The toolkit supports advanced optimization techniques such as weight quantization, activation quantization, and model sparsification. These techniques enable users to reduce the computational and memory requirements of large models while maintaining model quality. Compression jobs can be executed within Notebook environments or automated pipelines, helping organizations reduce hardware costs and improve inference performance.
Event-Driven Autoscaling
Event-driven autoscaling capabilities have been introduced through integration with KEDA, enabling model inference services to automatically scale based on real-time workload signals.
Unlike traditional autoscaling strategies that rely solely on CPU or GPU utilization, event-driven autoscaling can react to metrics such as request rate, queue length, or message events. This enables more responsive scaling of inference services and improves overall resource efficiency and system stability.
Notebook Base Image Library
A new Notebook base image library has been added to provide prebuilt development environments for data science and AI workloads.
These images include commonly used machine learning frameworks, deep learning libraries, and data processing tools, allowing users to quickly start Notebook environments for experimentation and model development while reducing environment setup overhead.
TrustyAI Drift Detection
The platform introduces model drift detection capabilities powered by TrustyAI.
This feature continuously monitors inference data distributions and model behavior to detect potential data drift or prediction drift in production environments. It helps teams identify model performance degradation early and maintain the reliability of deployed AI systems.
Safety Guardrails
Safety guardrails for generative AI applications have been introduced through TrustyAI.
This feature enables policy-based monitoring and filtering of model outputs, allowing organizations to detect and restrict unsafe or non-compliant content generated by AI models. It helps improve the safety, governance, and compliance of generative AI services.
Language Model Evaluation Harness
A language model evaluation harness has been introduced to support standardized evaluation of large language models.
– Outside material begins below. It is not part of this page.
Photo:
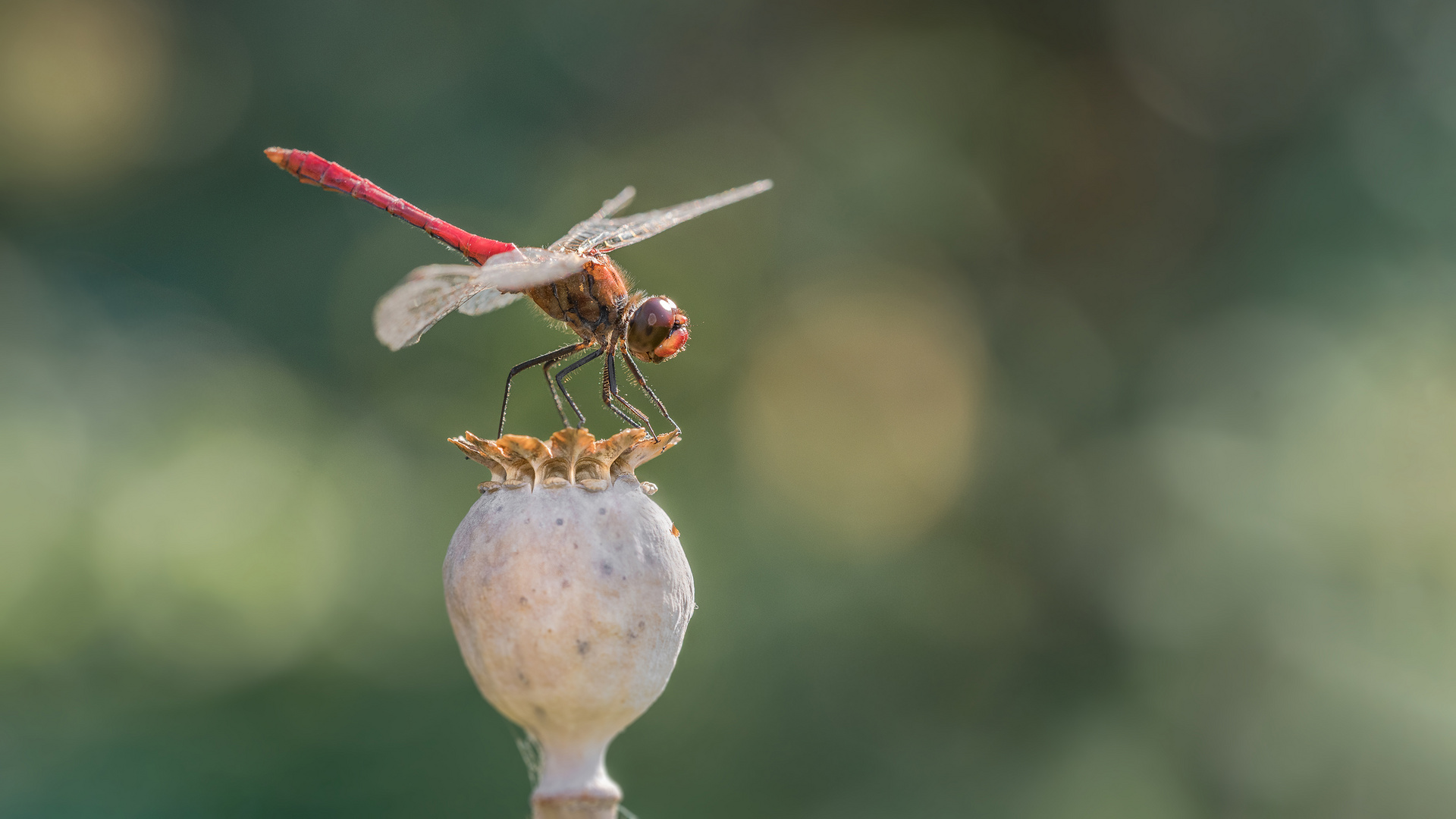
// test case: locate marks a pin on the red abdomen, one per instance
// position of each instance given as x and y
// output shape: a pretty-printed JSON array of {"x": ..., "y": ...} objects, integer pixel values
[{"x": 313, "y": 169}]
The evaluation framework supports multiple benchmark tasks and datasets, enabling users to systematically measure model performance and make data-driven decisions when selecting or optimizing models.
Deprecated Features
None.
Fixed Issues
- When updating the inference service resource yaml through the page, the volumeMount field is missing, which can cause the inference service to fail to start properly
- In older versions, GraphQL queries (POST by default) were incorrectly intercepted by the gateway layer and checked for create permission. In the new version, requests sent to the /api/graphql interface are correctly treated as get read permissions by the RBAC interceptor, ensuring that users with read-only roles can read and access page content containing GraphQL data streams without problems.
Known Issues
- After deleting a model, the list page fails to reflect the deletion result immediately, and the deleted model still briefly exists in the list. Temporary solution, manually refresh the page.
- Modifying library_name in Gitlab by directly editing the readme file does not synchronize the model type change on the page.
Temporary solution: Use UI operation to modify the library_name to avoid direct operation in Gitlab.